4. On the Users tab, click the Add User button, which drops down a list of available users.
5. Use the Search field (or scroll) to find the user, then select the user’s checkbox.
6. If needed, repeat step 5 to add more users.
7. Click Apply to apply the role to the user(s).
8. Click Cancel to close the View Role dialog and return to the Manage RBAC Roles page.

In general, you can unassign a role from a given user in either of the following locations:

• From the user's settings on the Users page.
• From the role's settings on the Manage RBAC Roles page.

Note: A Kentik-managed role can only be removed via the Users page.

To remove a custom or Kentik-managed role from a user using the Edit User dialog (from the Users page), see Remove Roles from a User.
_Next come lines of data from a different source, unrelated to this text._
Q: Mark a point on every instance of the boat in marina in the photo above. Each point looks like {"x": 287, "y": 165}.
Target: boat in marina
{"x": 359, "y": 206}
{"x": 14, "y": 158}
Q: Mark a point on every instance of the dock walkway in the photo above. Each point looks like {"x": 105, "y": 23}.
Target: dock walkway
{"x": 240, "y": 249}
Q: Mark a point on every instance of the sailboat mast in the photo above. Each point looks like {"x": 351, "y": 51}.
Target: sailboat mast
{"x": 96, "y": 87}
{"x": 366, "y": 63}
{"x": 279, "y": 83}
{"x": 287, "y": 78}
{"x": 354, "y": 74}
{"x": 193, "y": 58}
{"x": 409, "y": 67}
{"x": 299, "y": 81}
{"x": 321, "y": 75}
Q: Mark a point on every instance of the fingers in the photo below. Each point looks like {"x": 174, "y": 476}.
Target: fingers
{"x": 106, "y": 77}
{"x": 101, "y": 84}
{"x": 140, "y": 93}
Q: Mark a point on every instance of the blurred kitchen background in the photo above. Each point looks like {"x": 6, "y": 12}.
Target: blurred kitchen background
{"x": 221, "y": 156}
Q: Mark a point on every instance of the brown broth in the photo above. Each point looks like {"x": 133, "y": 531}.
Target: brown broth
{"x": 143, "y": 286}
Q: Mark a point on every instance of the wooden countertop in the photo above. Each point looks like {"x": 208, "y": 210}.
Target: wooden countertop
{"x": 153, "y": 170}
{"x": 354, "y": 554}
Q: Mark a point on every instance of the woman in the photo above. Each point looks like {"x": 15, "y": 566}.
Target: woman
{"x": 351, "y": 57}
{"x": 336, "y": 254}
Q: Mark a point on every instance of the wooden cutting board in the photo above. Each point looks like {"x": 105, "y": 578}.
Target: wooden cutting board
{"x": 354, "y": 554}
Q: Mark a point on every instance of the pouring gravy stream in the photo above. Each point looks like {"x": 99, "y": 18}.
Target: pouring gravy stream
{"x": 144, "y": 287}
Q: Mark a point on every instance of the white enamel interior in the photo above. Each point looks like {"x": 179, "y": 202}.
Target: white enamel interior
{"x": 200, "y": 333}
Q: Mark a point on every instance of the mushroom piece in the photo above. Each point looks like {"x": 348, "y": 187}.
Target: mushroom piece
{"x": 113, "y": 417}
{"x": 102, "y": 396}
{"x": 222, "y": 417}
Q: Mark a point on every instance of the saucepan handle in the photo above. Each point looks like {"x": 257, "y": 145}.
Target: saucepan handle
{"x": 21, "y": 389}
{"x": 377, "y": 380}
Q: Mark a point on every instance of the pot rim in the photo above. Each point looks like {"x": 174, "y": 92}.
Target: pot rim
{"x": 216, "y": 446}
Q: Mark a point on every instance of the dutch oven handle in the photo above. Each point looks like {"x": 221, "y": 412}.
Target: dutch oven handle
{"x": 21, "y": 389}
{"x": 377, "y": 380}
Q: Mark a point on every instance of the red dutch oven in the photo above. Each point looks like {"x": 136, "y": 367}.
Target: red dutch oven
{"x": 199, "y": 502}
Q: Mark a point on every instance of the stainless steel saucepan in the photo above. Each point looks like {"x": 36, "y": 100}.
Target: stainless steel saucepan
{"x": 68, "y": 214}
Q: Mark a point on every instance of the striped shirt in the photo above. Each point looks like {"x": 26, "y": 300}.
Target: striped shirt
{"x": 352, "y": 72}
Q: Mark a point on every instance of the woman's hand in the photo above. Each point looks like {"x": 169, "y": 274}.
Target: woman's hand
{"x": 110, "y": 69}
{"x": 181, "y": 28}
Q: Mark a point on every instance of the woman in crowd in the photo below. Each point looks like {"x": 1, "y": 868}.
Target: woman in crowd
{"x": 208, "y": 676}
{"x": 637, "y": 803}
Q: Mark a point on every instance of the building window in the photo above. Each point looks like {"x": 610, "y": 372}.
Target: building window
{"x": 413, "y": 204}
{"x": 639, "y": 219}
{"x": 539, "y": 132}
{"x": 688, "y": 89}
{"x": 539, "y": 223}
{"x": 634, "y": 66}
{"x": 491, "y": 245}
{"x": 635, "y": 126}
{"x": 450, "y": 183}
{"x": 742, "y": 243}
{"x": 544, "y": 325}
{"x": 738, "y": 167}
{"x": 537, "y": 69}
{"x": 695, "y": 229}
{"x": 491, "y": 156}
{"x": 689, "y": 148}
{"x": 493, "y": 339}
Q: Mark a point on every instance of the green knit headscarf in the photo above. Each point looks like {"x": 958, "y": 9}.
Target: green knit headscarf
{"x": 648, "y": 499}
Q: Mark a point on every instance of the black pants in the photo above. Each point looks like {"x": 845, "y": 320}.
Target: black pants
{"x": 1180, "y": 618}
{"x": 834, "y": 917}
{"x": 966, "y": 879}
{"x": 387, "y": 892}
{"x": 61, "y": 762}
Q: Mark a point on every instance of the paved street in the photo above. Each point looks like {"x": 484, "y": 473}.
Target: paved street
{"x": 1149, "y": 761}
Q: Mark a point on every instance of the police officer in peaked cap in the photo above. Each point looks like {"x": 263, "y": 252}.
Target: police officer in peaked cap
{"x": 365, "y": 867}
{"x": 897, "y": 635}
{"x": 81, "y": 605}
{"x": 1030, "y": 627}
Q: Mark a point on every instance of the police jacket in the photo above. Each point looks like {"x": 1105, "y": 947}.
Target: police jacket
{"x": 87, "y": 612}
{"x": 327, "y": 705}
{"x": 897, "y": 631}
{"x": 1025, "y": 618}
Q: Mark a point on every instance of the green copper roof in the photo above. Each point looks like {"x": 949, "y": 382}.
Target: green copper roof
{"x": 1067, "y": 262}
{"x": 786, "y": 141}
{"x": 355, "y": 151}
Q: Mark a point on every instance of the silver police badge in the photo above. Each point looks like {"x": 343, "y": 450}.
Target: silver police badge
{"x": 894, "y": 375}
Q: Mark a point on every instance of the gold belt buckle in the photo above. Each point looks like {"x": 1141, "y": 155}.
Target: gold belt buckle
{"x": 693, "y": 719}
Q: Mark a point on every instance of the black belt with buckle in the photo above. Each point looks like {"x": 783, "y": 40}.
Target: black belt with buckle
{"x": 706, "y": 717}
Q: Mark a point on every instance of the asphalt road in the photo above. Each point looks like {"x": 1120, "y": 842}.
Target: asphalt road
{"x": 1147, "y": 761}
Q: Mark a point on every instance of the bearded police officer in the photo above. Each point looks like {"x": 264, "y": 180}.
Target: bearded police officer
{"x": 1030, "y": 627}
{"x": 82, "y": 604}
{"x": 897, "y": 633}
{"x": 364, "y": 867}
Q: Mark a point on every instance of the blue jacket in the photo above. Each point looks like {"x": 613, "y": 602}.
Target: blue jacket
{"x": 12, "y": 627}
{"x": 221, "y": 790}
To remove a custom role from a user via the Manage RBAC Roles page:

1. From the Organization Settings menu on the main portal navbar, choose Manage RBAC Roles to open the Manage RBAC Roles page.
2. In the Roles list, find the row for the role from which you’d like to remove the user.
3. Click the Edit button (pencil) at the right of the row to open the Edit Role dialog.
4. On the Users tab, use the Search field or scroll in the Role Users List to find the user that you'd like to remove from the role.
5. Click Remove (trash can) at the right of the row for the user.
6. Click the Remove button in the confirmation pop-up.
7. Click Save or Cancel to close the Edit Role dialog and return to the Manage RBAC Roles page.

Note: Changes to the Role Users list are saved at the time they are made, even if you subsequently exit the Role dialog with Cancel.